President Muhammadu Buhari spoke to the BBC today claiming that “technically, we have won the war” against Boko Haram.
He stated that they could no longer carry out “articulated, conventional attacks.
Watch the interview:
The president and his information minister appear to be creating new meanings of “victory”. In August the president gave his military commanders a deadline of the end of December to end the insurgency. As that deadline approached, information minister Lai Mohammed was the first this week to start redefining what the end meant.
He said yesterday that “the war against Boko Haram is largely won”. In respect of the military, Mohammed added: “They have so degraded the capacity of Boko Haram that the terrorists can no longer hold on to any territory just as they can no longer carry out any spectacular attack.”
From Lai’s “largely won”, we now have the president claiming a “technical” victory. Perhaps, he meant Boko Haram were not knocked out for the count, but rather the ref had stepped in to declare a TKO.
But while Mohammed was claiming that the insurgents no longer held any territory, the president said in the interview that, from holding 16 local government areas, Boko Haram were now in “three or four”.
If we expect the Nigerian military to coordinate their attacks against the insurgents, it is reasonable to expect the government to be coordinated in the message it feeds the public.
The president’s claim that Boko Haram are defeated because they could no longer carry out conventional attacks is also highly dubious.
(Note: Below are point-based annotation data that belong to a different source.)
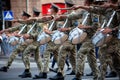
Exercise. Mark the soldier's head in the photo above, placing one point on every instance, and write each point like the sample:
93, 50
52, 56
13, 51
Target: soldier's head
25, 15
88, 2
113, 1
54, 9
69, 3
99, 2
36, 12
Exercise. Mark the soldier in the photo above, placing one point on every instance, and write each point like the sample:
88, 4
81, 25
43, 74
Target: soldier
105, 50
51, 47
20, 48
66, 48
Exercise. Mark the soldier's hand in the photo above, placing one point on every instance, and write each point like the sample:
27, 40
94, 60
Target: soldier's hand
75, 7
48, 31
106, 5
63, 29
81, 26
17, 35
26, 36
107, 31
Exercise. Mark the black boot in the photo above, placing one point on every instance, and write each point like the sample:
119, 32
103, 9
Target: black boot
111, 74
90, 74
4, 69
41, 75
72, 73
75, 78
59, 76
53, 70
25, 74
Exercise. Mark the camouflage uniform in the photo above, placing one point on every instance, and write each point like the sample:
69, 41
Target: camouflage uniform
86, 49
34, 46
51, 48
20, 48
67, 49
105, 50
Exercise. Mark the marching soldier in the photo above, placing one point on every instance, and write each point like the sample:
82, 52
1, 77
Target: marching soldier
34, 46
66, 48
21, 47
105, 50
51, 47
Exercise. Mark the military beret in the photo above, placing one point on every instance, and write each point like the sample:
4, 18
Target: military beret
26, 14
55, 7
36, 11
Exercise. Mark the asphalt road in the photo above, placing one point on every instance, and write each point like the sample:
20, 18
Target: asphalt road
18, 68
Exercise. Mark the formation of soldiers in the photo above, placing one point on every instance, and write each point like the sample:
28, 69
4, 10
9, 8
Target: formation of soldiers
98, 26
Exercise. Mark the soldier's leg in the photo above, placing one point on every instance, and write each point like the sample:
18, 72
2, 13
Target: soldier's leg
38, 60
80, 61
103, 62
72, 58
19, 49
110, 64
26, 61
92, 61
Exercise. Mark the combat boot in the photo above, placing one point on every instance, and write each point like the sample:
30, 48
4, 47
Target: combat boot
76, 78
59, 76
90, 74
41, 75
4, 69
25, 74
72, 73
111, 74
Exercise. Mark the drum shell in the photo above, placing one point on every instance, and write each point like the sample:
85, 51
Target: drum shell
45, 40
59, 37
78, 37
13, 40
106, 39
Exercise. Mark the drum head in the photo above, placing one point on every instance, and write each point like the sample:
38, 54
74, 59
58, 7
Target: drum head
14, 43
61, 40
45, 40
77, 40
108, 38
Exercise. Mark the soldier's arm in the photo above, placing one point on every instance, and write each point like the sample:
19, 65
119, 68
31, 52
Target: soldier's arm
44, 19
74, 16
28, 21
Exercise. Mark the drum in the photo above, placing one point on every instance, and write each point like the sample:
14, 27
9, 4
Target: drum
99, 39
77, 36
13, 40
43, 38
59, 37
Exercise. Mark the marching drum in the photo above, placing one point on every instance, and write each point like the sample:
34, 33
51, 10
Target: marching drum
44, 37
77, 35
59, 37
99, 38
1, 39
15, 40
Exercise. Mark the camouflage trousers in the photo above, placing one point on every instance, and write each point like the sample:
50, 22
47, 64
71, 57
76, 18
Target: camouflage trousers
86, 50
34, 47
109, 53
66, 49
51, 48
18, 50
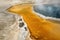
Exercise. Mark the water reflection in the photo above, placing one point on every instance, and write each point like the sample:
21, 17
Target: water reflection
48, 10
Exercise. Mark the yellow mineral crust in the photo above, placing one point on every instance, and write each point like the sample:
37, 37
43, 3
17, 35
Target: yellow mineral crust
39, 28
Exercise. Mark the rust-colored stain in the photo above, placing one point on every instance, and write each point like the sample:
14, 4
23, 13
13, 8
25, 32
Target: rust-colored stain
39, 28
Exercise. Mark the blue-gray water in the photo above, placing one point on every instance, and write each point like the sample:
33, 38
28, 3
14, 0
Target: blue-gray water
48, 10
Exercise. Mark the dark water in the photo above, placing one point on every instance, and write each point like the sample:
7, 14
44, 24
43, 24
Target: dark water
48, 10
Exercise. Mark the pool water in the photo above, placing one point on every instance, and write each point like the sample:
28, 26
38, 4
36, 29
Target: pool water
48, 10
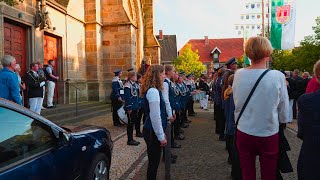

Terrorists usually engage in asymetrical warfare because they are smaller than conventional forces and have less resources, making it necessary for them to use unconventional methods and tactics, and to hit at soft targets.
So claiming that you have defeated Boko Haram because they can no longer carry out conventional attacks is the height of folly because it is not their standard operating procedure.
It was dumb to set a deadline for defeating such an unconventional enemy, and it appears that now the deadline is approaching, even sillier statements are necessary to cover up the inability to meet a deadline that shouldn’t have been set in the first place.